At a certain point, I suppose, the question becomes “Why stop at a regular rest area, when we can stop at an inspiring one?”
Another question would be “What, exactly, even IS an inspiring rest area?” And also “Do I need to be inspired, or do I just need to pee?” And these questions are followed by “Why I am asking myself all these questions?”
This trip – a journey, really – that I went on in October was nearly 1,700 miles of driving and very nearly (it felt like) that many u-turns. This is but one example of something that caught my attention, but that didn’t catch it in time to just turn off the road like a normal person. (Doing anything “like a normal person” is not something I generally do anyway.)
A very nice woman in Alanreed, Texas, got the church keys from her mom and gave me a tour around the inside of the church. She showed me the whole place – the door where a homeless person broke in and the room where they lived for a while, some tiny Sunday school classrooms, the old church sign, and some very scary-looking stairs to the baptistry. This open hymnal was the best of everything she showed me.
When I’m out shooting, it’s often the only time I visit a particular location. That makes me think the place always looked the way it did prior to my photograph and would also continue to look that way forever. That makes me always a little surprised if I see it again and it’s different.
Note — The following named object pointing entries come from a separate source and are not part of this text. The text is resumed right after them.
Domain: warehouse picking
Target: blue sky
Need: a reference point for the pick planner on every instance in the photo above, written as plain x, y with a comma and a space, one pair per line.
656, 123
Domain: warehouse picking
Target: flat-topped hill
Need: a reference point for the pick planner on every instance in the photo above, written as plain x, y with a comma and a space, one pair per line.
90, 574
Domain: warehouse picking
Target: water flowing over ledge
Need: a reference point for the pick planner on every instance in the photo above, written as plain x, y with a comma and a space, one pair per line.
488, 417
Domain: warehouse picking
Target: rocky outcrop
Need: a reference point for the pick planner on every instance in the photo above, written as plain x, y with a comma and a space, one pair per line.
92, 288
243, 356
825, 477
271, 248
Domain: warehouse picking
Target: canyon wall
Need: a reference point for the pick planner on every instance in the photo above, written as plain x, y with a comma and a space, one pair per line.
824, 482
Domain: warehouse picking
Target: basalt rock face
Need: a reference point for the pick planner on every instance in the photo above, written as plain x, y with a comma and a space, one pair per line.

As it happened, five weeks after I made this image, I was back on the same street (at very nearly the same time of day). This time, most of the concert posters were gone from the window, there was a big motorcycle parked on the sidewalk, and the building was for lease. Maybe I’ll go back in five more weeks to see it again…
Once, in Lebanon, Nebraska, we were looking in a cemetery for a particular grave. The posted map didn’t match the cemetery’s layout at all – for all the help in provided it could well have been a map of the country of Lebanon.
I always do look for the map (or in this case, the fancier-sounding Memorial Directory) when I’m wandering around cemeteries. It’s sort of like how I always want to see the caretaker’s shack: it ties into my continual interest in the way things work.